1920 reist er das erste Mal nach Paris, wo er an der
Académie de la Grande Chaumière zeichnet.
1927 zieht Miró nach Cité des Fusains und hat somit unter anderem Max Ernst,
Jean Arp und Pierre Bonnard als Nachbarn.
Im Jahre 1928 lernt er in Paris den Bildhauer Alexander Calder kennen,
mit dem ihn eine lebenslange Freundschaft verbinden soll,
die sich auch in seinen Werken widerspiegelt.
1932 lernt er 1933 Wassily Kandinsky kennen.
1956 verlegt Miró seinen festen Wohnsitz nach Palma de Mallorca.
Son Abrines wird von Mirós Schwager entworfen und gebaut,
so dass Joan Miró und seine Frau Pilar Juncosa
1958 einziehen können.
Im gleichen Jahr erwirbt Miró mit der Dotierung des
Internationalen Guggenheimpreises das angrenzende Son Boter,
welches ursprünglich als Skulpturenwerkstatt geplant war,
aber im Laufe der Zeit zu seinem zweiten Malstudio wird.

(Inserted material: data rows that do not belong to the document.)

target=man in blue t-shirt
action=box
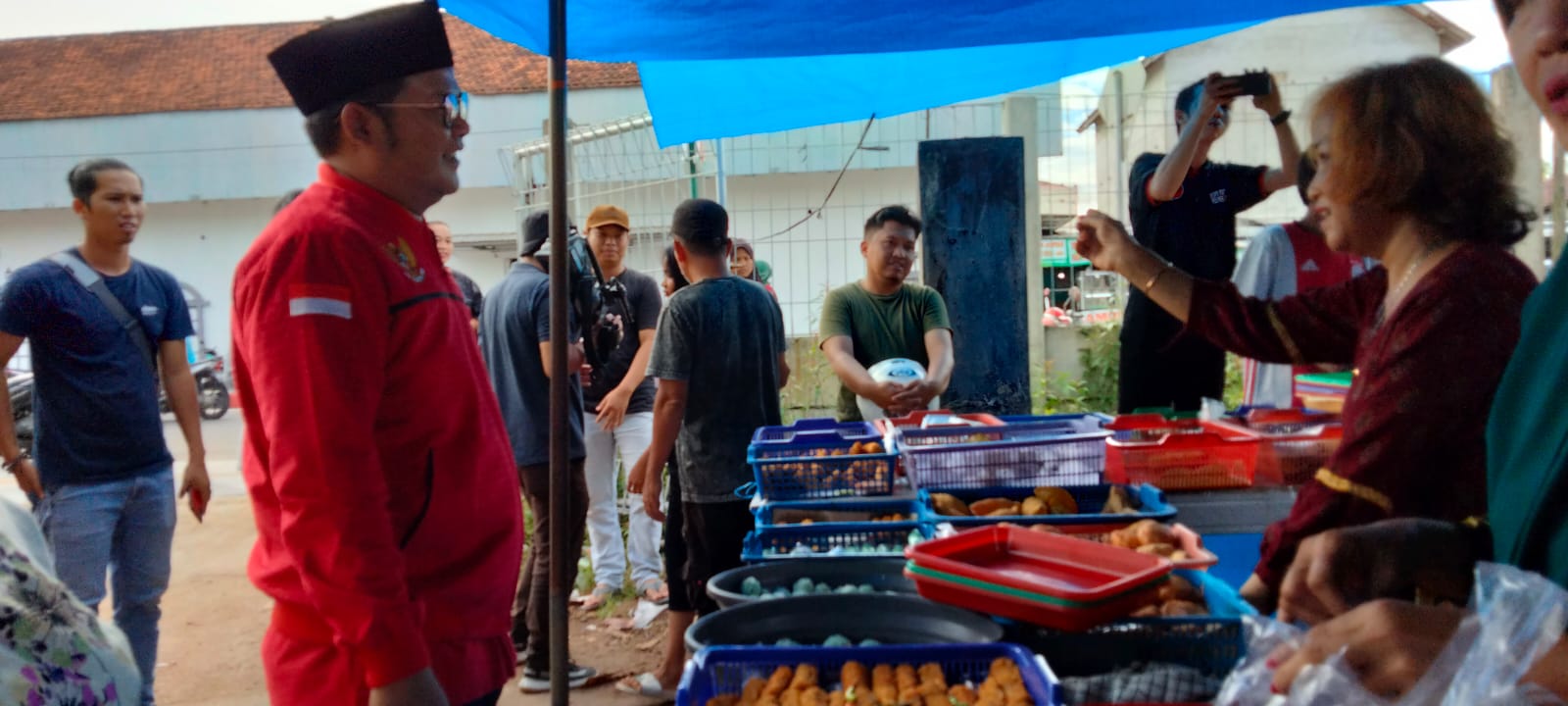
[1116,74,1299,414]
[0,160,210,704]
[480,210,598,693]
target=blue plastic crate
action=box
[920,484,1176,529]
[1008,570,1256,677]
[894,414,1110,491]
[740,523,931,563]
[743,429,899,500]
[676,643,1061,706]
[751,497,923,529]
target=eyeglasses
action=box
[373,91,468,130]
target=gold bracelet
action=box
[1143,264,1174,295]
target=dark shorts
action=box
[680,500,756,615]
[664,457,696,614]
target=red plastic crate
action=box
[905,526,1171,625]
[1105,414,1260,491]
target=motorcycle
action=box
[159,348,229,421]
[6,350,229,435]
[5,371,33,449]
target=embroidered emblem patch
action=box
[384,238,425,282]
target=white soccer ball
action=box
[855,358,938,422]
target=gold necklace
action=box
[1372,246,1440,328]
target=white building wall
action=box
[1096,6,1441,233]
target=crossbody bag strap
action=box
[49,251,159,379]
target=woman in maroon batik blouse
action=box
[1077,58,1535,610]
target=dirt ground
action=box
[0,411,680,706]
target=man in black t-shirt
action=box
[426,222,484,331]
[583,206,668,607]
[1116,74,1299,414]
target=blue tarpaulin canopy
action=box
[441,0,1398,144]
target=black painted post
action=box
[919,136,1040,414]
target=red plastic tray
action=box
[905,526,1171,602]
[904,558,1162,630]
[1008,516,1220,571]
[1105,414,1260,489]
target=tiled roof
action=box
[0,14,640,123]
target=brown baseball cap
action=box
[583,206,632,230]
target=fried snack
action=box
[892,664,920,706]
[740,677,768,706]
[917,662,947,698]
[975,677,1006,706]
[762,667,795,701]
[1127,520,1176,546]
[872,664,899,706]
[1035,486,1077,515]
[789,664,817,692]
[1160,601,1209,618]
[969,497,1019,518]
[839,659,872,695]
[1100,484,1139,515]
[990,657,1022,684]
[1134,543,1176,559]
[931,492,974,518]
[1129,606,1160,618]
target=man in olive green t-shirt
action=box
[821,206,954,421]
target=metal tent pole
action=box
[549,0,582,706]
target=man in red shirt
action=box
[233,3,522,706]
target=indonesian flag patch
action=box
[288,284,355,319]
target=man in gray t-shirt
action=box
[633,199,789,688]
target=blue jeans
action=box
[34,469,174,706]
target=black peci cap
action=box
[267,2,452,115]
[669,199,729,254]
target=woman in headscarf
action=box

Den Bau einer Werkstätte auf dem Gelände übernimmt
Josep Lluís Sert, ein besonderer Freund Mirós.
Der Direktor der Graduate School of Design in Harvard
gilt als Wortführer der europäischen Avantgarde der Architektur.
Als Kenner der Gedankenwelt Mirós schafft Sert einen poetischen
und funktionellen Raum, in dem Miró seinen künstlerischen Prozess
zum Höhepunkt bringen kann.
Aus Sorge, sein kreatives Umfeld könnte in Vergessenheit geraten
oder ganz verschwinden, übergibt Miró einen Teil seines Besitzes
als Schenkung der Stadtverwaltung von Palma.
Auf Grund der Schenkung wird im Jahr 1981 die Stiftung
„Fundació Pilar i Joan Miró a Mallorca“ gegründet.